Révélation à Cannes en mai dernier, et portrait de femme emballant, Nahid suit une jeune divorcée dans le dédale de la société iranienne. Un film direct, volontaire et amoureux. Porté par une actrice incandescente et une réalisatrice prometteuse.
Excellente nouvelle. Les femmes filment de plus en plus en Iran, et accèdent à la scène internationale. D’autant plus fort quand les sujets et les mises en scène éclatent. On connaissait Samira et Hana Makhmalbaf, ou Niki Karimi. Après Negar Azarbayjani et son Une femme iranienne et Sepideh Farsi et son Red Rose en 2015, en voici une autre, qui tire son épingle du jeu : Ida Panahandeh. Avec un premier long-métrage qui assure et captive. Un portrait d’une humanité qui avance. Romanesque dans son souffle, réaliste dans sa description, politique dans son témoignage. La chronique d’une femme contrainte aux lois et coutumes d’un monde machiste. Le labyrinthe asphyxiant d’un être qui se cogne aux diktats par amour.

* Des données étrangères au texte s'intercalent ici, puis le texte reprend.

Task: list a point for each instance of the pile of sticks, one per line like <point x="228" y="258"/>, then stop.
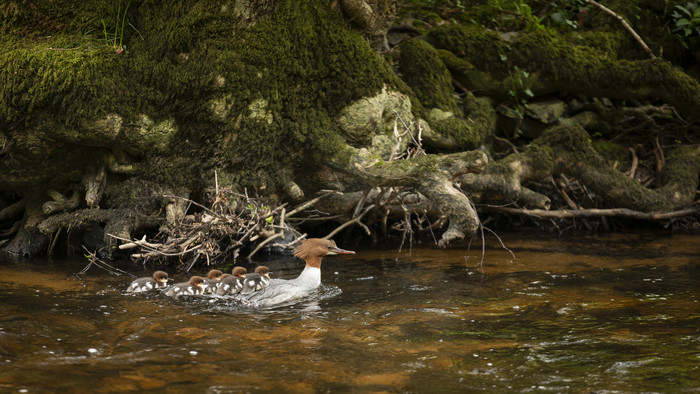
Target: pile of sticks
<point x="219" y="233"/>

Comment faire quand on est une divorcée, dont l’ex-mari a bien voulu laisser la garde du fils, à condition de ne pas se remarier ? La loi iranienne donne tous les droits à l’homme. Or Nahid est amoureuse et aimée d’un autre, qui, lui aussi, a la garde de sa fille. Scénario où les enjeux sont autant de fils qui se resserrent sur sa protagoniste, comme dans nombre de fictions d’Iran, dont les héros sont souvent des pions en quête de sortie de secours. Il y a du suspense dans ses cent cinq minutes. Grâce à une ingénieuse construction narrative, qui place l’héroïne en vecteur de toutes les tensions, et en révélateur des contradictions des autres, de la cité, de la société, du pays, et d’un monde usant de la femme comme d’un être à disposition.
Sareh Bayat incarne cette rebelle avec une détermination magnétique. De la pugnacité à la résignation, de la déception à l’effusion. Toujours debout, en chemin, à sortir, discuter, réclamer son dû, taper aux portes, trouver de l’argent ou une solution, même provisoire. Le film fait corps avec son personnage et son actrice, tout comme il accueille deux figures d’homme : l’ex-mari, ex-camé, loser, rancunier, mais toujours amoureux, et le futur mari espéré, bienveillant, patient, lucide. Pour les jouer, deux visages charismatiques et deux acteurs justes : Pejman Bazeghi et Navid Mohammad Zadeh.
La cinéaste excelle à créer de l’intensité et du romanesque, sans céder à la complaisance ni à l’ennui. Sans tomber dans l’unique plaidoyer sociétal. Car la richesse de son écriture est doublée d’un puissant travail de réalisation, de mise en espace et de regard sur Nahid, tout comme les hommes la regardent sur la plage, via les caméras de surveillance de Masoud. Une cinéaste est née, sous les yeux du monde entier. Gageons que son cinéma saura s’épanouir, fidèle à cette ligne de force.